Paper Review: Explaining grokking through circuit efficiency

The concept of “grokking” refers to a phenomenon in neural networks where a network that initially memorizes the training data but performs poorly on new, unseen data eventually learns to generalize well after further training. The authors propose that this happens because there are two kinds of solutions a neural network can learn: a memorizing solution and a generalizing solution. The generalizing solution is slower to learn but ultimately more efficient and produces better results on new data.

The hypothesis is that the efficiency of memorizing circuits decreases as the dataset grows larger while generalizing circuits maintain their efficiency. This implies there is a critical dataset size where both memorization and generalization would be equally efficient.

The authors test and confirm four new predictions about this grokking behavior.
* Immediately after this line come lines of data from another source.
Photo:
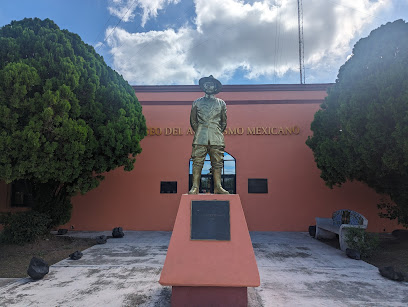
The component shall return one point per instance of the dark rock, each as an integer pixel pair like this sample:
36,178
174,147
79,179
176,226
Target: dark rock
312,231
353,254
38,268
62,231
76,255
101,240
390,273
117,232
400,234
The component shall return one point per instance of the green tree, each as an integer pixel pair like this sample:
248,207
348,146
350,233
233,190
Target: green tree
65,116
361,131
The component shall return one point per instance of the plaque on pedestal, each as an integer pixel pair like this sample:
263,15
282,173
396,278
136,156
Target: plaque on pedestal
210,220
203,269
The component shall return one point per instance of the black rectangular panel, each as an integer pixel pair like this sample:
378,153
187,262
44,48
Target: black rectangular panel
210,220
257,185
168,187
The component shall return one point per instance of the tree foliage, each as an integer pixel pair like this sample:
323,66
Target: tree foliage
65,116
361,131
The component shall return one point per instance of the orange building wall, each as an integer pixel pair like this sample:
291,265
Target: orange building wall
296,192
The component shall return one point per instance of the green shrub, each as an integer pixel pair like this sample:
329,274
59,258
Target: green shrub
24,227
365,243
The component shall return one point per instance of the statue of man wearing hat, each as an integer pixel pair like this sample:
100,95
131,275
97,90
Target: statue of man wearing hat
208,119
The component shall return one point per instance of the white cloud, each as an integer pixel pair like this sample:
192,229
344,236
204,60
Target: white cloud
261,38
125,9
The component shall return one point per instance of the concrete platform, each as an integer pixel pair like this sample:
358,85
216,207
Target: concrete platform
295,270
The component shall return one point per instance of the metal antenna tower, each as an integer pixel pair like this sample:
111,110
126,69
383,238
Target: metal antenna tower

It also observes two surprising behaviours: Ungrokking, where a network initially generalizes well but then regresses back to poor generalization. Semi-grokking, where a network eventually learns to generalize but only to a limited extent, rather than achieving perfect generalization.

Three ingredients for grokking

In the concept of grokking within neural networks, two types of circuits (internal mechanisms that neural nets use to calculate the outputs) exist one for memorizing data and another for generalizing. Both circuits are influenced by two opposing forces. Cross-entropy loss drives the classifier’s logits to increase in size to boost the model’s confidence, while weight decay works to reduce the model’s parameters. These forces must be balanced to achieve any local minimum in the loss function.

Grokking occurs when three key elements are present:

Generalizing and Memorizing Circuits: Both types of circuits can offer good training performance, but only the generalizing circuit performs well on unseen test data.
Efficiency: The generalizing circuit is more efficient than the memorizing circuit, meaning it achieves the same level of cross-entropy loss on the training set but with fewer parameters.
Learning Speed: The generalizing circuit is slower to learn than the memorizing circuit. As a result, early in training, the faster-learning memorizing circuit dominates but offers poor test performance.

The process of grokking unfolds in two phases: Initially, the memorizing circuit is quickly learned, which leads to strong training performance but poor test performance. As training progresses, the more efficient but slower-learning generalizing circuit starts to take over. This “reallocates” the parameter norm from the memorizing to the generalizing circuit, leading to improved generalization on test data.

Experimental evidence confirms that when all these three ingredients are in place, standard grokking behavior is observed. If any of these elements are missing or altered, the model fails to exhibit the grokking phenomenon.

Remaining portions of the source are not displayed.